Martin Parr (Epsom, Reino Unido, 1952) es un género en sí mismo. Más allá de lo kitsch, lo documental o lo costumbrista que pueda tener su fotografía. Su gran mérito ha sido desarrollar una obra tan diferente como coherente, que parece que aterriza en la epidermis y se introduce hasta el túetano. No cabe, tal vez, el término originalidad. Ahí estaba ya William Eggleston o, sin ir más lejos, la serie de La playa, de los años 70, de Carlos Pérez Siquier, admirada por Parr aunque no reconocida como influencia por no conocerla cuando comenzó. Tampoco le hace falta si se tiene en cuenta la reflexión que sobrevuela por sus imágenes, aquella de la imagen que devuelven los espejos.
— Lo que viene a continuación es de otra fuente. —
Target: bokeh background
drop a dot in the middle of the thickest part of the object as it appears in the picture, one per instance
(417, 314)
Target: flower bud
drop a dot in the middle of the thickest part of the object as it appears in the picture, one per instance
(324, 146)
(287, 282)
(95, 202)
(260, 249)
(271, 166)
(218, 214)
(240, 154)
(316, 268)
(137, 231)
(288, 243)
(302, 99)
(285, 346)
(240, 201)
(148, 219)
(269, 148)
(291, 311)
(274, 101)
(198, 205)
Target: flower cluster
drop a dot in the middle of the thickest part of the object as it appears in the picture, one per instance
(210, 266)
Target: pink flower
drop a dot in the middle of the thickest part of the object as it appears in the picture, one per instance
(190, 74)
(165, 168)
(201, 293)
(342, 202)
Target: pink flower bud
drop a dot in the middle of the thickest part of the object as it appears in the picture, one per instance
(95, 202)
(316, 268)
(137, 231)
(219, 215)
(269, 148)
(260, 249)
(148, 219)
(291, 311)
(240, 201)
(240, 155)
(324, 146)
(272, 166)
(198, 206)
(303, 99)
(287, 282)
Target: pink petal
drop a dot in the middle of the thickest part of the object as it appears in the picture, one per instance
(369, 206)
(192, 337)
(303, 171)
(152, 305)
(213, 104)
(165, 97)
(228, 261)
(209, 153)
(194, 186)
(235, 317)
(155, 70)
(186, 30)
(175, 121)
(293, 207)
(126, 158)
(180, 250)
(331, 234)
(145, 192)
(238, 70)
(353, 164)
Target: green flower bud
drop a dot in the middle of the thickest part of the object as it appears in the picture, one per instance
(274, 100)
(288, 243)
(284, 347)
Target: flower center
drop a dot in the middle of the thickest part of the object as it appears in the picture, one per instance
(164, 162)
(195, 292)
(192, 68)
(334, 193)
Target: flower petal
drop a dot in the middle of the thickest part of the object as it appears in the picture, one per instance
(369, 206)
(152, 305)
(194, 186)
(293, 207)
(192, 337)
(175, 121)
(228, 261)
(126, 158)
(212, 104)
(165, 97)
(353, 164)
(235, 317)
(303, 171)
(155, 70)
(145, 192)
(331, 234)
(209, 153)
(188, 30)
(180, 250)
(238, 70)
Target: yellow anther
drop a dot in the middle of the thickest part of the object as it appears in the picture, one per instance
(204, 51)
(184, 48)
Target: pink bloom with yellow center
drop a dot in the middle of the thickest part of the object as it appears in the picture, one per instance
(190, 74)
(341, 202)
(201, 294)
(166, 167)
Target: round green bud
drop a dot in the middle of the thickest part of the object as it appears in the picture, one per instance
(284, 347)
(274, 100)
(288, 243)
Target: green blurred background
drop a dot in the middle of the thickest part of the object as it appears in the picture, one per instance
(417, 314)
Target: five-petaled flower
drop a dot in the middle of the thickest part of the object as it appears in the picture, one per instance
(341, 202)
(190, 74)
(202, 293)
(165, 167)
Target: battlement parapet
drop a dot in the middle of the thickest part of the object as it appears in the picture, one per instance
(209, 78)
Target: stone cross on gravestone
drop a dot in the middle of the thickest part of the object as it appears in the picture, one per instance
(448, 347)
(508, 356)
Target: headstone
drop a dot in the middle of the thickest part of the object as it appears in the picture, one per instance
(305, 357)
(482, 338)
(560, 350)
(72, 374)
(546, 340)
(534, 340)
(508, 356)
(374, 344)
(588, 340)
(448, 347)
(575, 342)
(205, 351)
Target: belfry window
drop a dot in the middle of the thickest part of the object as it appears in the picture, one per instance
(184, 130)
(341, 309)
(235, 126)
Martin Parr. Parrathon es el título de la exposición que se puede ver en el Centre del Carme hasta el próximo 6 de junio. Una oportunidad irrechazable para entrar en el universo del fotógrafo británico. Comisariada por Nacha Soler y por el director del CCCC, José Luis Pérez Pont, recoge «más de 200 fotografías y 168 imágenes de su collage Common Sense, procedentes de la prestigiosa agencia Magnum Photos a la que pertenece». Son doce de sus series, realizadas entre 1975 y 2019, lo que supone un amplio recorrido por su trayectoria.
Para entender el trabajo de Parr hay que fijar la mirada en el instante en el que surge su trabajo. «Un momento en el que la fotografía tenía una vertiente más social», apunta Pérez Pont, frente (o junto) a la que él desarrolló, también, con una vocación social y crítica, «pero con análisis, ironía y sentido del humor. Empezó fijando su mirada en el contexto británico y la amplió a otros paises».
«Parrathon» es una de esas muestras a las que hay que volver porque siempre se escapa algo. En sus fotografías hay un interés visual, plástico, social, político y artístico que funcionan confluyendo, pero también de manera individual. Incluso quien decida quedarse en la superficie, en la anécdota, encontrará satisfacción.
Parr no tiene intención alguna de burlarse de la gente señalándola con su objetivo, el afecto flota en el ambiente. De hecho, «él es el primer sujeto irónico de su trabajo» (apunta Nacha Soler) como se puede ver en el arranque de la exposición con una serie de autorretratos. Con sus fotografías «cuenta historias» (de nuevo, Nacha Soler), en las que la frontera entre los espectadores y sus protagonistas son más finas de los que una observación altiva puede dar a entender. Parr puede que fotografíe a parejas supuestamente aburridas, clases bajas que quieren aparentar, turistas a los que parece no importarles el viaje en sí o millonarios ejerciendo como tales, pero lo que capta el alma de todas esas instantáneas es el reflejo de quienes las miramos entre la atracción, la diversión, la incredulidad y/o la incomodidad que provocan.
Las fotografías de Parr son coloristas (también las que son en blanco y negro) por convicción, el saturado no hace más que acentuar lo que se nos quiere contar. La vista se fija en las personas, pero los espacios tienen su importancia para el británico. Al final es el comportamiento (y no solo humano, aunque es su verdadera devoción) el que articula su discurso, el que fija y desarolla lo que nos cuenta. La gente es su verdadero motor. Sus primeras imágenes, siendo aún un quinceañero, las tomó en un fish and chips, según contó en una entrevista en El Mundo. Más de cincuenta años después sigue, afortunadamente, dándole vueltas a aquella idea. Afirma Nacha Soler que Parr «tiene una trayectoria lineal, siempre trata los mismos temas» y esta exposición así lo refrenda. Al tiempo que demuestra lo inagotables que son.